How does the Timing of Payments Impact the Simple Interest Calculation?
For a retail installment contract with a principle balance of $8,500, an annual interest rate of 20.9%, and monthly payments of $350:
- On-Time Payments: If all payments are received each month on the scheduled due date, no additional interest or late fees will added, and the final payment due at maturity will be the same as the amount listed as the final payment detailed in the contract.
|1st payment||$8,500.00||20.9%/365||30 Days||$146.01||$350.00||$8,296.01|
|2nd payment||$8,296.01||20.9%/365||30 Days||$142.51||$350.00||$8,088.52|
- Early Payments: If payments are made prior to the scheduled due date, the principal amount will reduce at a faster rate, resulting in less interest that will added on the account each day. The final payment due at maturity may be lower than the amount listed as the final payment detailed in the contract.
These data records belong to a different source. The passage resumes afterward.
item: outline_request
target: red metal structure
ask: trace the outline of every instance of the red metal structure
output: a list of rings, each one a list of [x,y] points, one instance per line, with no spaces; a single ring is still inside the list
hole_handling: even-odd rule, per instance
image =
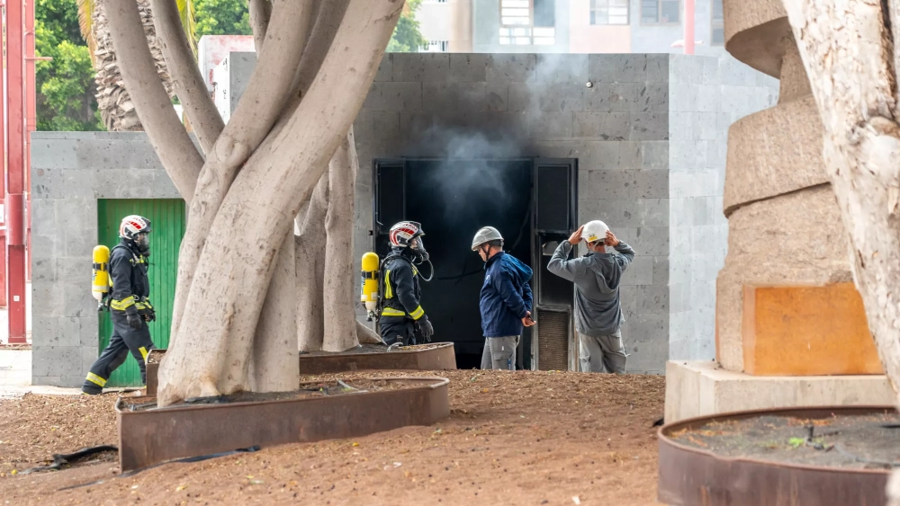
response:
[[[0,0],[3,10],[4,224],[9,343],[24,343],[29,134],[34,130],[34,4]]]

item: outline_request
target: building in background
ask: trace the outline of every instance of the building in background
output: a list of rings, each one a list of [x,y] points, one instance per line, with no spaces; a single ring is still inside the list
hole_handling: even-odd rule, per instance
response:
[[[683,0],[424,0],[427,52],[680,53]],[[695,0],[695,52],[722,56],[722,0]]]

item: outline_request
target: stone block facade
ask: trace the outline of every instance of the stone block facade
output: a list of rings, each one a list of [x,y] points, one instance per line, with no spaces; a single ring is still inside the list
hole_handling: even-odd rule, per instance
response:
[[[371,244],[374,159],[443,157],[467,139],[478,140],[465,144],[469,157],[574,158],[578,220],[603,219],[637,252],[622,288],[628,370],[712,359],[725,134],[773,104],[775,84],[729,58],[386,55],[354,124],[356,258]],[[32,138],[35,383],[74,386],[96,356],[85,284],[96,199],[177,194],[142,134]],[[72,232],[60,226],[68,219]]]
[[[780,79],[778,104],[731,128],[724,209],[728,256],[718,274],[716,358],[745,367],[744,285],[821,286],[851,280],[844,235],[824,171],[822,123],[780,0],[726,0],[728,50]],[[833,244],[833,242],[830,243]]]
[[[97,358],[98,199],[176,199],[142,132],[32,134],[32,382],[77,386]]]

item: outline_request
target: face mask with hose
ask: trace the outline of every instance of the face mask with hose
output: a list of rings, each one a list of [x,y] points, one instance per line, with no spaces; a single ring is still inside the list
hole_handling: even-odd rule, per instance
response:
[[[146,257],[150,254],[149,234],[153,231],[150,220],[139,215],[130,215],[122,218],[119,225],[119,237],[128,246],[131,256],[131,265],[134,269],[146,269]],[[118,244],[112,248],[124,248]],[[94,280],[91,292],[97,300],[97,311],[108,311],[112,304],[112,277],[110,273],[110,249],[104,245],[94,248]],[[134,307],[134,309],[131,309]],[[153,322],[157,319],[156,311],[147,297],[135,297],[135,303],[126,311],[129,314],[128,323],[132,328],[140,328],[141,320]]]

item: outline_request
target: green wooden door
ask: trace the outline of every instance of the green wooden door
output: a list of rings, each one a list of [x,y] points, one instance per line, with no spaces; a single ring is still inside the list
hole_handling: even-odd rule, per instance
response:
[[[172,327],[172,305],[178,272],[178,249],[184,236],[184,201],[180,199],[101,200],[97,202],[98,238],[101,244],[112,249],[119,243],[119,223],[128,215],[148,217],[153,225],[150,234],[150,302],[157,311],[157,321],[150,323],[150,336],[157,348],[168,346]],[[99,351],[109,344],[112,323],[109,313],[100,316]],[[140,386],[140,369],[129,354],[125,363],[110,377],[107,386]]]

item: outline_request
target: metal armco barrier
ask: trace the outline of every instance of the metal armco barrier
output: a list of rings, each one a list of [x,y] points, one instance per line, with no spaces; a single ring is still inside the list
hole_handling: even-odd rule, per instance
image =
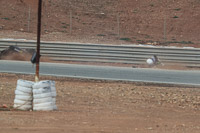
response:
[[[0,51],[11,45],[36,49],[34,41],[0,40]],[[145,64],[146,59],[157,55],[163,63],[200,67],[199,48],[41,42],[41,55],[51,57],[55,61],[124,64]]]

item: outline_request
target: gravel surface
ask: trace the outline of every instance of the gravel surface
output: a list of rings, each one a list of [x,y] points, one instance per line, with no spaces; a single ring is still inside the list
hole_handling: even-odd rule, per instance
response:
[[[13,105],[18,79],[0,74],[0,105]],[[58,111],[0,111],[1,132],[199,133],[200,89],[71,78],[55,80]]]

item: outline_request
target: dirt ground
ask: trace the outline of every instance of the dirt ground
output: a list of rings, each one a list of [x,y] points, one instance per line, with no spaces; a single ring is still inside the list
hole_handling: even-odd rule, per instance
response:
[[[0,74],[0,105],[13,105],[18,79]],[[0,111],[1,133],[199,133],[200,89],[42,76],[55,80],[58,111]]]
[[[37,39],[37,1],[1,0],[0,8],[0,38]],[[198,0],[43,0],[41,40],[199,48],[199,11]],[[0,106],[12,107],[18,79],[34,76],[0,73]],[[200,132],[199,87],[43,79],[56,81],[58,111],[0,110],[0,133]]]
[[[37,5],[1,0],[0,38],[36,40]],[[199,11],[199,0],[43,0],[42,40],[199,47]]]

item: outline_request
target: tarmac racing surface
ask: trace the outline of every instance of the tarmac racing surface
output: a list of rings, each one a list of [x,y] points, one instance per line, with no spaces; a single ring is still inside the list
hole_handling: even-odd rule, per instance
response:
[[[31,62],[0,60],[0,72],[34,74],[35,67]],[[200,85],[200,72],[197,70],[164,70],[153,68],[40,63],[40,75],[176,85]]]

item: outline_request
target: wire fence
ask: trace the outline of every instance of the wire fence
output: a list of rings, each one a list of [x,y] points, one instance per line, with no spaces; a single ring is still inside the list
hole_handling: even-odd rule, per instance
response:
[[[127,12],[98,8],[94,10],[90,6],[86,9],[69,5],[69,1],[62,6],[56,5],[54,1],[50,2],[43,3],[42,35],[57,33],[60,40],[73,36],[88,40],[95,38],[153,45],[200,43],[198,17],[183,15],[181,8],[170,9],[173,13],[167,11],[158,16],[155,12],[141,13],[137,9]],[[61,1],[57,1],[59,2]],[[36,33],[37,8],[28,4],[23,7],[19,10],[16,4],[2,9],[1,30]],[[10,15],[4,11],[10,12]]]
|1st payment||$8,500.00||20.9%/365||25 Days||$121.68||$350.00||$8,271.68|
|2nd payment||$8,271.68||20.9%/365||25 Days||$118.41||$350.00||$8,040.09|
- Late Payments: If payments are not received by the scheduled due date, the principal amount will not be reduced according to the stated schedule and unpaid interest and late fees, if applicable, also will add to the outstanding balance. The final payment will likely be greater than the amount that is listed on the contract, and additional payments may be required beyond the scheduled payments to resolve any outstanding balance.
|1st payment||$8,500.00||20.9%/365||35 Days||$170.35||$350.00||$8,320.35|
|2nd payment||$8,320.35||20.9%/365||35 Days||$166.75||$350.00||$8,137.10|
 The examples provided in this description are for illustrative purposes only and are not intended to reflect the actual terms of any particular daily simple interest contract.